Schema Validation¶
When you deploy a pipeline in production, you want to make sure that the input data is valid. Pipelime commands provide a standard way to define such schema both for input and output sequences. For example, this might be a configuration file for the clone command:
input:
folder: input/path
schema: # ☚ The "schema" argument of the "clone" command
sample_schema: # ☚ How a sample should look like
image: # ☚ The "image" item key
class_path: ImageItem # ☚ The expected item type (can be a base class)
is_optional: false # ☚ Whether to raise an error if the key is missing
is_shared: false # ☚ Whether the item should be shared
label:
class_path: TxtNumpyItem
is_optional: true
is_shared: false
camera:
class_path: MetaDataItem
is_optional: true
is_shared: true
ignore_extra_keys: false # ☚ Whether to raise an error if the sample has extra keys
lazy: false # ☚ Whether to check each sample when it is accessed or just once when building the sequence
max_samples: 0 # ☚ If "lazy" is False, at most "max_samples" are checked
output: output/path
You usually don’t have to write such schema by hand. Instead, if you have a dataset fulfilling a target schema, just call pipelime validate and copy-paste the output, possibly tweaking some values, for example:
$ pipelime validate +i input_dataset
>>>
...
📦 output_schema_def: yaml schema definition
input:
schema:
sample_schema:
image:
class_path: PngImageItem
is_optional: false
is_shared: false
label:
class_path: TxtNumpyItem
is_optional: true
is_shared: false
camera:
class_path: YamlMetaDataItem
is_optional: true
is_shared: true
ignore_extra_keys: false
lazy: true
max_samples: 0
...
Adding A Custom Validation Function¶
Though this simple definition may be enough for most cases, more complex validation schemes can be easily developed if you don’t mind writing a bit of code. For example, you may want to check that the image item has 3 channels, so you write a function that raises an exception if the validation fails and returns the parsed item otherwise:
from pipelime.items import ImageItem
def check_image_channels(image_item: ImageItem) -> ImageItem:
image = image_item()
if image.shape[2] != 3:
raise ValueError(f'Image has {image.shape[2]} channels, but 3 are expected')
return image_item
Then, you can add it to the schema definition:
input:
folder: input/path
schema:
sample_schema:
image:
class_path: ImageItem
is_optional: false
is_shared: false
validator: class.path.to.check_image_channels
...
Where the class.path.to.check_image_channels may be a path/to/script.py:check_image_channels as well. Note that the other checks, i.e., type check, whether is optional, wheter is shared, are still performed before calling your custom validator.
Custom Sample Validation¶
If you feel comfortable with pydantic you can even write a custom sample validator as a pydantic model. To validate a sample, pipelime tries to instantiate the model with the sample’s items as input keywords, so the previous example can be rewritten as:
from pydantic import BaseModel, Field, validator
import pipelime.items as pli
class CustomSampleSchema(BaseModel, extra="forbid"):
image: pli.ImageItem
label: pli.TxtNumpyItem = Field(default_factory=pli.TxtNumpyItem)

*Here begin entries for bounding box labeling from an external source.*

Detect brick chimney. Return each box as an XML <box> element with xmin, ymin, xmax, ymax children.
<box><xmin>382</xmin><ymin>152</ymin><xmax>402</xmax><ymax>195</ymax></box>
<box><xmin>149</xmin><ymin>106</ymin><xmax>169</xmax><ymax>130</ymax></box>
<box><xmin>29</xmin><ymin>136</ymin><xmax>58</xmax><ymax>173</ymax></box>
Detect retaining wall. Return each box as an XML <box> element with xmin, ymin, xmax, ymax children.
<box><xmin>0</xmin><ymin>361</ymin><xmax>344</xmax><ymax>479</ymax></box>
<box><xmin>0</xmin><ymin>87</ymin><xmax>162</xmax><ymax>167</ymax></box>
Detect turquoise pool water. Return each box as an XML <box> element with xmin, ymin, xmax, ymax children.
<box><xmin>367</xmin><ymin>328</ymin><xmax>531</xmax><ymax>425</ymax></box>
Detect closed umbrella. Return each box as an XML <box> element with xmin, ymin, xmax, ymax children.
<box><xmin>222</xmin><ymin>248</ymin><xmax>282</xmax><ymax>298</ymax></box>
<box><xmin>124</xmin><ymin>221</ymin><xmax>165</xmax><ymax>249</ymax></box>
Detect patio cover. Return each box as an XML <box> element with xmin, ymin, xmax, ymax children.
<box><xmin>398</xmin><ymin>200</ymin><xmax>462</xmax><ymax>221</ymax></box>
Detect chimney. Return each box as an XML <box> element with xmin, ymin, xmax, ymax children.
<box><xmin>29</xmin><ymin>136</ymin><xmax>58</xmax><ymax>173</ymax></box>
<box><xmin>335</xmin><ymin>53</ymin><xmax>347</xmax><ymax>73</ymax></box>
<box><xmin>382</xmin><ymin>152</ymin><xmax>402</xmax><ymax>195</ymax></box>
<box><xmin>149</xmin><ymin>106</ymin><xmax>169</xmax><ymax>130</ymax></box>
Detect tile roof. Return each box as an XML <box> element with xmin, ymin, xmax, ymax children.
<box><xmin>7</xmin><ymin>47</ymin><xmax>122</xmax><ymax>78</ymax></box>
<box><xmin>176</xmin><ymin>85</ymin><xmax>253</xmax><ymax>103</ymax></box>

camera: pli.MetaDataItem = Field(default_factory=pli.MetaDataItem)
@pyd.validator("image")
def validate_image(cls, image_item: pli.ImageItem) -> pli.ImageItem:
if image_item.is_shared:
raise ValueError('Image must not be shared.')
image = image_item()
if image.shape[2] != 3:
raise ValueError(f'Image has {image.shape[2]} channels, but 3 are expected')
return image_item
@pyd.validator("label")
def validate_label(cls, label_item: pli.TxtNumpyItem) -> pli.TxtNumpyItem:
if label_item.is_shared:
raise ValueError('Label must not be shared.')
@pyd.validator("camera")
def validate_camera(cls, camera_item: pli.MetaDataItem) -> pli.MetaDataItem:
if not camera_item.is_shared:
raise ValueError('Camera must be shared.')

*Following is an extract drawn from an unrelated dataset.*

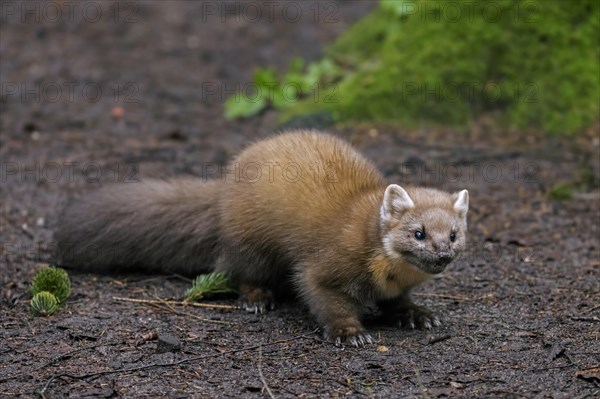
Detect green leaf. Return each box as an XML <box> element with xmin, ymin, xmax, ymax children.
<box><xmin>184</xmin><ymin>273</ymin><xmax>236</xmax><ymax>301</ymax></box>
<box><xmin>225</xmin><ymin>93</ymin><xmax>267</xmax><ymax>119</ymax></box>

Then, replace the sample_schema with the model’s class path:
input:
folder: input/path
schema:
sample_schema: class.path.to.CustomSampleSchema
ignore_extra_keys: false # ☚ NB: This is ignored if you use a pydantic model
lazy: false
max_samples: 0
output: output/path
Of course, this approach becomes useful only when you want to perform complex checks, e.g., that the image item size is equal to a value declared inside the camera metadata item.
Piped Validation¶
Validation can be performed as a step of a pipeline as well. To this end, SamplesSequence provides the validate_samples method, which takes the sample_schema and a few other options as input, raising an exception if the validation fails. In this case, the schema must be provided as a pydantic model:
from pydantic import BaseModel
from pipelime.sequences import SamplesSequence
from pipelime.items import ImageItem, NumpyItem
class MiniMNISTSampleValidator(BaseModel):
image: ImageItem
label: NumpyItem
seq = SamplesSequence.from_underfolder("datasets/mini_mnist")
seq = seq.validate_samples(sample_schema=MiniMNISTSampleValidator, lazy=False, max_samples=1)